From the beginning, my dad has been one of the most involved people in my life. Now that there is some distance between me and my childhood and adolescent days, I can look back on those times and realize that for 20+ years, his world revolved around us. During his real estate days when both of my parents were working full-time, my dad made a point of taking us swimming once a week after school, no matter the season or how tired he was after a long day. He sang “You are my Sunshine, my only Sunshine” to me almost every night. And when I was just a baby, he would put me on his shoulders and we would dance around the living room to his old records, a Saturday night tradition that continued to evolve until my Saturday nights were no longer reserved for time with Dad. I remember one day he took me out of school early in first grade so that we could go to the State Fair and he let me have a candy apple and I pretty much thought he was the coolest dad ever. The time that I came home the night before our elementary school’s art competition and said I wanted to enter, he set up all our paint supplies and stayed up late with me as I finished. He is the one who taught me how to ride a bike and coached me in swimming, diving, and softball, and passed on his love of Carolina basketball to me.

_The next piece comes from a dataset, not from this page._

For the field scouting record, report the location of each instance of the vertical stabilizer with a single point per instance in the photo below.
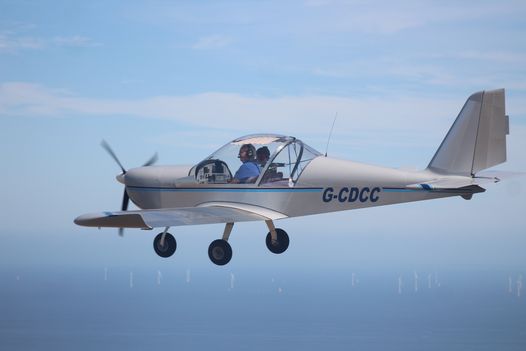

But when Mom got sick, he took on a lot of other roles, too. As my mom balanced going through treatment and working full-time through the years, there were inevitably many times that she couldn’t be around for all the activities and moments that occupy children’s lives. There were a lot of times when she just didn’t feel good from the side effects of treatment. In fact, in many ways Dad has been there more than my mom, simply because there were many times that my mom just couldn’t be. Dad is the one who kept our household running. He packed lunches, was in charge of dinner, did the laundry, chauffeured us to school and all activities, and volunteered for all school functions. He made birthday cakes and helped with homework. In high school, he became The Band Dad. He was the parent who showed up to every single marching band competition, track meet, concert, dance recital, and play. He didn’t do these things because he felt like he had to; he did them because he wanted to spend time with us and be a part of our lives. Looking back on childhood photos and memories, I realize that we were accustomed to being a team of three before we ever had to be.
But one of the toughest roles that Dad embraced and did so well was as a caregiver to my mom throughout her twelve-year battle with cancer. In this way, maybe the greatest thing I have learned from him is the true meaning of “in sickness and in health.” During the final years of her illness, he brought her breakfast in bed almost every morning. He went to every doctor’s appointment that she wanted him to be at but also respected the fact that sometimes she wanted to go alone. I watched him gently help her into the house and into bed after her weekly chemotherapy. On the nights that she was sick he stayed up all night taking care of her. He never treated her like an invalid and never let her illness define who she was. And he always made sure that life continued to be as normal as possible for me and my brother. When he sensed that we were gloomy or upset about the situation, he did his best in his dad way to bring up our morale.
The thing about caregiving, though, is that generally speaking, no one outside of the immediate family really witnesses how much they do and sacrifice. After visiting in the spring of 2010, my grandmother said to me that she had never realized just how much my dad did to take care of Mom and keep our house running at the same time. I was so surprised by her comment because of course, I saw it everyday and just assumed that everyone else knew as well. So much of my mom’s every day battle was fought behind closed doors that people just don’t realize how much caregivers do. It’s a job that not everyone is cut out for and which does not lead to any honors or even positive outcomes.
After my mom passed away, my relationship with Dad changed a lot. It has gone through many phases and reiteration of phases but that’s a story for another time! The main thing is that no matter how frustrated or angry I may get with him sometimes, he’s got a pretty good track record of being an amazing dad. I admire him for his faith and devotion to his family so much. He’s had some very hard roles to play throughout my life and no one could have filled them as well as he has and come out on the other side still smiling and so full of life.
Happy Father’s Day, Dad! I love you so much.